この長政の裏切りにより、勢いづいていた信長たちが窮地に追い詰められる「金ヶ崎の退き口」が発生することとなったのです。
関わった武将
では、「金ヶ崎の退き口」に関わった主な人物について紹介します。
織田側
・織田信長
尾張国の戦国大名。破竹の勢いで朝倉氏に攻め入った信長ですが、信頼していた義弟のまさかの裏切りにより、窮地に立たされます。
・徳川家康
岡崎城主・松平広忠の子として生まれ、幼少期を織田氏・今川氏の人質として過ごします。朝倉討伐の際は、信長に同行。長政が出陣したことで、いつ命を落としてもおかしくない状況にまで追いつめられることに……。
・豊臣秀吉
農民出身にも関わらず、優れた行動力と才覚によって天下人の座に上りつめた三英傑の一人。
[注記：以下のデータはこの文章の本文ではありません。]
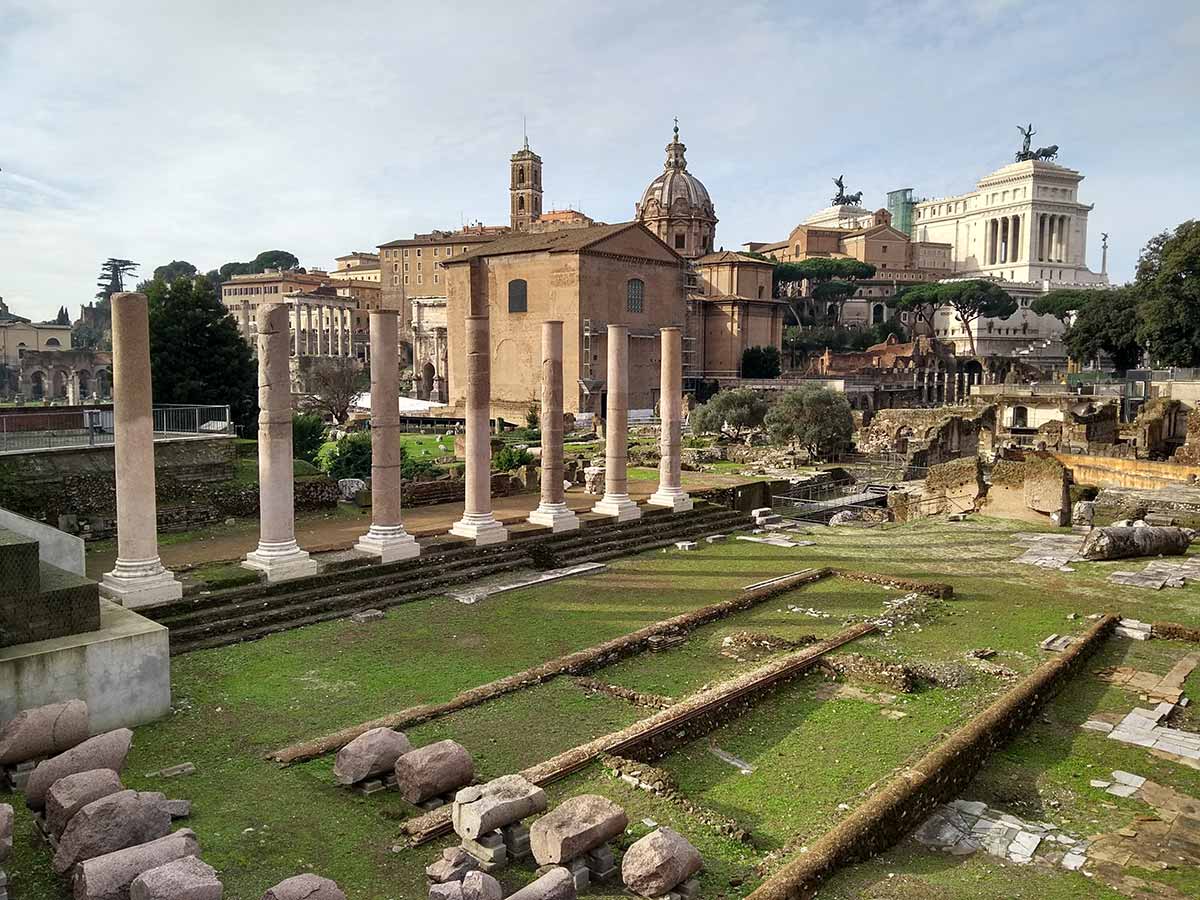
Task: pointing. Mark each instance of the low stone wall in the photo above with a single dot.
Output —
(1113, 472)
(904, 803)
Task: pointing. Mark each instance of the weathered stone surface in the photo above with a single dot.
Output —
(43, 731)
(556, 885)
(5, 831)
(108, 877)
(435, 769)
(103, 751)
(114, 822)
(305, 887)
(372, 753)
(575, 827)
(187, 879)
(70, 795)
(501, 802)
(451, 865)
(659, 862)
(480, 886)
(1145, 541)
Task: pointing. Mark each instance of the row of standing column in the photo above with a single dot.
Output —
(138, 577)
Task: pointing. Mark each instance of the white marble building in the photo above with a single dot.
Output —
(1023, 222)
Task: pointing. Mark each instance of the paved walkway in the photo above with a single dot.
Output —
(328, 531)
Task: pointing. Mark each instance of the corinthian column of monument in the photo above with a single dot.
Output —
(138, 579)
(277, 555)
(671, 493)
(387, 537)
(552, 509)
(616, 484)
(478, 521)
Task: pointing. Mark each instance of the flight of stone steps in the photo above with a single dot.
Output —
(252, 612)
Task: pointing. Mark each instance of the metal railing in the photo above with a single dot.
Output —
(49, 429)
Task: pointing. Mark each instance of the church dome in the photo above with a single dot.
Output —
(676, 205)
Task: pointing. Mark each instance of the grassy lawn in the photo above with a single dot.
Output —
(258, 823)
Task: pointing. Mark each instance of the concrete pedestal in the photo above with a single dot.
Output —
(138, 579)
(277, 556)
(616, 501)
(478, 523)
(552, 510)
(670, 492)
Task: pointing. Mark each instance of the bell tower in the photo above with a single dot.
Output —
(525, 187)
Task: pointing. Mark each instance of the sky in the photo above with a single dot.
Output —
(211, 131)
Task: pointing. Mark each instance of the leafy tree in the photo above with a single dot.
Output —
(761, 363)
(732, 413)
(1107, 322)
(976, 299)
(509, 457)
(336, 383)
(1061, 303)
(307, 436)
(113, 274)
(1168, 288)
(814, 418)
(175, 269)
(196, 353)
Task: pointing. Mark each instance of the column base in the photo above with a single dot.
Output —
(141, 582)
(389, 543)
(619, 507)
(481, 529)
(281, 562)
(555, 516)
(675, 499)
金ヶ崎の戦いでは殿(しんがり)を務め、功績として黄金数十枚を賜ったと伝えられています。
・明智光秀
信長のもとで大出世を果たした戦国大名。金ヶ崎の戦いでは、秀吉と同じく殿を務め、その功績を称えられて宇佐山城(滋賀県大津市にあった城)を与えられます。
・松永久秀
東大寺焼き討ちなどの大胆な行動に出ることが多く、悪名高い武将として知られています。しかし、先見の明に優れ、金ヶ崎の戦いでは、信長を無事に撤退させるために尽力するなど、勢力を拡大していた信長に臣従することに。
朝倉側
・朝倉義景
越前国の戦国大名。織田家とは元々仲が悪かったということもあってか、信長からの上洛要請を聞き入れようとしませんでした。
・浅井長政
北近江の戦国大名。信長と朝倉氏との間で揺れ動き、結果として「金ヶ崎の退き口」の要因をつくることになります。